Respondents reported little change in sales growth over the past12 months, with 33% reporting their sales volumes increased at a greater rate over that period, 32% saying it stayed the same and 35% reporting slower growth. But the balance of opinion, or the percentage reporting faster growth minus the percentage reporting slower growth, crossed into the negative for the first time since the first quarter of 2010.
Despite a slow 2012, 44% of respondents expect sales volumes to grow at a greater rate in 2013, while only 28% expect slower growth.
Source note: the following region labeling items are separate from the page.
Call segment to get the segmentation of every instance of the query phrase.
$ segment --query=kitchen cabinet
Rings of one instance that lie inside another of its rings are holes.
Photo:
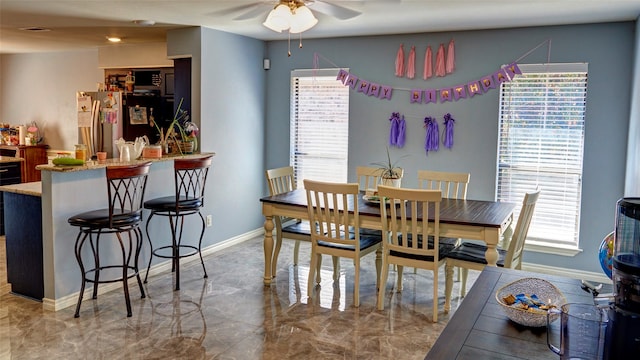
[[[4,194],[7,281],[11,292],[42,301],[44,297],[42,193],[40,183],[8,185]],[[10,209],[10,210],[9,210]]]
[[[40,181],[40,170],[36,170],[36,166],[48,162],[48,147],[48,145],[0,145],[0,156],[23,158],[22,182]]]

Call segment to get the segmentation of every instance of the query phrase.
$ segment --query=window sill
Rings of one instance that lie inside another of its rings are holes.
[[[543,254],[553,254],[561,256],[576,256],[583,250],[574,246],[549,245],[540,243],[531,243],[524,245],[525,251],[538,252]]]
These numbers are an improvement over the autumn survey, in which the percentage of respondents expecting greater sales growth was equal to those expecting less.
The bank says this increase reflects “efforts of some firms to generate higher sales growth over the next 12 months by pursuing new business opportunities or adopting strategies to maintain market share in a challenging demand environment.” These firms were most often located in Central and Eastern Canada or operating in the manufacturing sector. Overall, more firms reported concerns about the outlook for domestic demand and increased pressure from domestic and foreign competition.
While hiring intentions remained low for the second consecutive quarter, the percentage of firms planning to increase investment spending over the next 12 months was 43%, up from 37% in the autumn survey. “For many businesses, the general focus of investment spending pertains to ways to use existing capital more intensively or to become more competitive,” said the report, rather than increased spending on new projects.
The survey was conducted between Nov. 19 and Dec. 13, amid heavy media coverage of the impending U.S. fiscal cliff. TD economist Diana Petramalta says the coverage likely “tempered expectations on future growth, so we’re likely to see more of a bigger bounce in the quarter coming.”